Hesperetin also exhibited its binding potential to MLH1, a DNA mismatch repair protein. An earlier research showed that ADP binding was required for the interaction of MutLα and MutSα with MLH1 to promote mismatch repair [70]. According to the results, we have once again confirmed the important role of rings A and B in hesperetin binding affinities. Ring A provides the arene-H bonding with Ile68 and Asn38. Mutated Ile68 is associated with the activity of MLH1, while mutated Asn38 on MLH1 correlates with the marker of Lynch syndrome [71, 72]. On the other hand, ring B accommodates the arene binding with Leu104 and H-bond with Asn38 and Ala103 through its methoxy and hydroxyl groups, respectively. ADP also binds to Asn38, which forms a coordinate with Mg2+, a stabilizing agent of the secondary and tertiary structure of MLH1 [69]. Thus, it can be suggested that hesperetin interacts with MLH1 on the ADP binding site.

Targeted therapies for erbB family receptors include monoclonal antibodies that target the extracellular domain and tyrosine kinase inhibitors that target the intracellular kinase domain [73]. However, resistance to therapy can occur due to changes in the conformation of the extracellular domain, as well as mutations in the tyrosine kinase domain [74].

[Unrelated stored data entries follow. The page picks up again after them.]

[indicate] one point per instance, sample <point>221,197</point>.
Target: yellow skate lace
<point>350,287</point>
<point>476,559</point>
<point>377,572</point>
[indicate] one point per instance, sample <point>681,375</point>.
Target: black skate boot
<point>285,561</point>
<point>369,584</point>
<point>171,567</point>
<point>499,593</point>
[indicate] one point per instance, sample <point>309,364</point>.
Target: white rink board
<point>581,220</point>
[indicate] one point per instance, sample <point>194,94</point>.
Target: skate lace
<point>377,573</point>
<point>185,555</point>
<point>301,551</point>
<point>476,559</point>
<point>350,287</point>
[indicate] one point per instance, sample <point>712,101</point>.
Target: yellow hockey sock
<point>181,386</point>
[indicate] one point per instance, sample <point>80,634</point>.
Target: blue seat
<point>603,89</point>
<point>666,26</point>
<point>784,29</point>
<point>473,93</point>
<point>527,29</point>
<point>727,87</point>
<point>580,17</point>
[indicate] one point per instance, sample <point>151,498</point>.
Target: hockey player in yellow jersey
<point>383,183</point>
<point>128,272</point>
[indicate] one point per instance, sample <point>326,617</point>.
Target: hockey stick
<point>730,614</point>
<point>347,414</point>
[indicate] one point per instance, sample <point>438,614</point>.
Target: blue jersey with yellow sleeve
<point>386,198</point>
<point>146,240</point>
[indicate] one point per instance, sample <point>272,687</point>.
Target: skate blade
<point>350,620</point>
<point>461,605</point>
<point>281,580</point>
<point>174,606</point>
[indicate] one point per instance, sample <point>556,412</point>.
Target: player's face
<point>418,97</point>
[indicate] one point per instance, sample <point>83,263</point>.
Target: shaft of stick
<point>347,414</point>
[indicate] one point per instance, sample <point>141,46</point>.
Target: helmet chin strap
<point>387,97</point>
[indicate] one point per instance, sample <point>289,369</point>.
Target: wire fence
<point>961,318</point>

Previous studies on hesperetin have demonstrated an inhibition of the erbB signaling pathway. Hesperetin exhibited a strong interaction with the ATP binding site of HER2 and thus has the potential to be used as a candidate of HER2 inhibitors [7]. Hesperetin was also shown to exhibit synergism with irinotecan CPT-11 by suppressing STAT3 activity in colon cancer [75]. Furthermore, hesperetin inhibits MAPK signaling in osteoclastogenesis [76] and lipopolysaccharide-induced acute lung injury [77]. Hesperetin derivative-12 (HDND-12) regulates macrophage polarization by modulating the JAK2/STAT3 signaling pathway [78]. In addition, the combination of hesperetin and sunitinib, an oral tyrosine kinase inhibitor against renal cancer, was found to be more effective than sunitinib alone in the treatment of corneal neovascularization [79]. Therefore, further in vitro and in vivo studies are required to investigate the combinatorial effect of hesperetin in overcoming chemoresistance in breast cancer, especially in the erbB signaling pathway.

Conclusions

This study has demonstrated that hesperetin targets erbB signaling in overcoming chemoresistance in breast cancer. Both hesperetin and the erbB receptor signaling inhibitors, i.e., monoclonal antibody and tyrosine kinase inhibitor, target the same mRNA expression. More importantly, results of the molecular docking study revealed the potential target of hesperetin against the regulator of the erbB signaling pathway. Overall, the results of this study could be beneficial for the research on accelerating and directing the screening of potential targets and delineating the molecular mechanism of hesperetin in overcoming breast cancer chemoresistance. Further in vitro and in vivo studies are required to validate the results of the present study.